Stamps.com Inc. (NASDAQ: STMP) went up 64% to $324.23 on July 9. This was due to the announcement of the company’s sale to private hands with a significant premium for shareholders. Additionally, the big deal is a positive signal for companies that provide email services.
The private equity firm Thoma Bravo will purchase Stamps.com for $6.6 billion. At closing, shareholders will receive $330, up 67% from July 8 when the announcement was made. Growth in STMP shares the next day was driven by this message. Meanwhile, the high premium and size of the deal have attracted attention to Stamps.com, a player in the IT services arena.
Stamps.com has experienced its most successful period in history during the past two years. It provides services for companies that process a large number of postal items. As an example, Stamps.com offers a virtual “post office” that enables you to order related goods and services. Businesses of all sizes, including online merchants and large retailers, use Stamps.com. The industry enjoyed a positive boost during the COVID-19 period, and Stamps.com attracted private equity investors.

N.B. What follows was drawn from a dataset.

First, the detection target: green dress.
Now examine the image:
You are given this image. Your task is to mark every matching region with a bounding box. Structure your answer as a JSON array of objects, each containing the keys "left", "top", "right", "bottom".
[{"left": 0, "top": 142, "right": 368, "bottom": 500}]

In accordance with the agreement, Stamps.com has 40 days to find the best deal. Assuming it is not found and regulators and shareholders approve the merger, the transaction would close in the third quarter of 2021. In addition, Stamps.com will continue to operate and expand its business with Thoma Bravo’s investment.
STMP’s stock surged 63.98% to close Friday’s session at $324.23. The stock volume remained 4.23 million shares, which was higher than the average daily volume of 0.28 million shares within the past 50 days. STMP shares have gained 54.85% over the last 12 months, and they have moved up by 59.55% in the past week. Over the past three months, the stock has gained 57.67%, while over the past six months, it has shed 53.47%.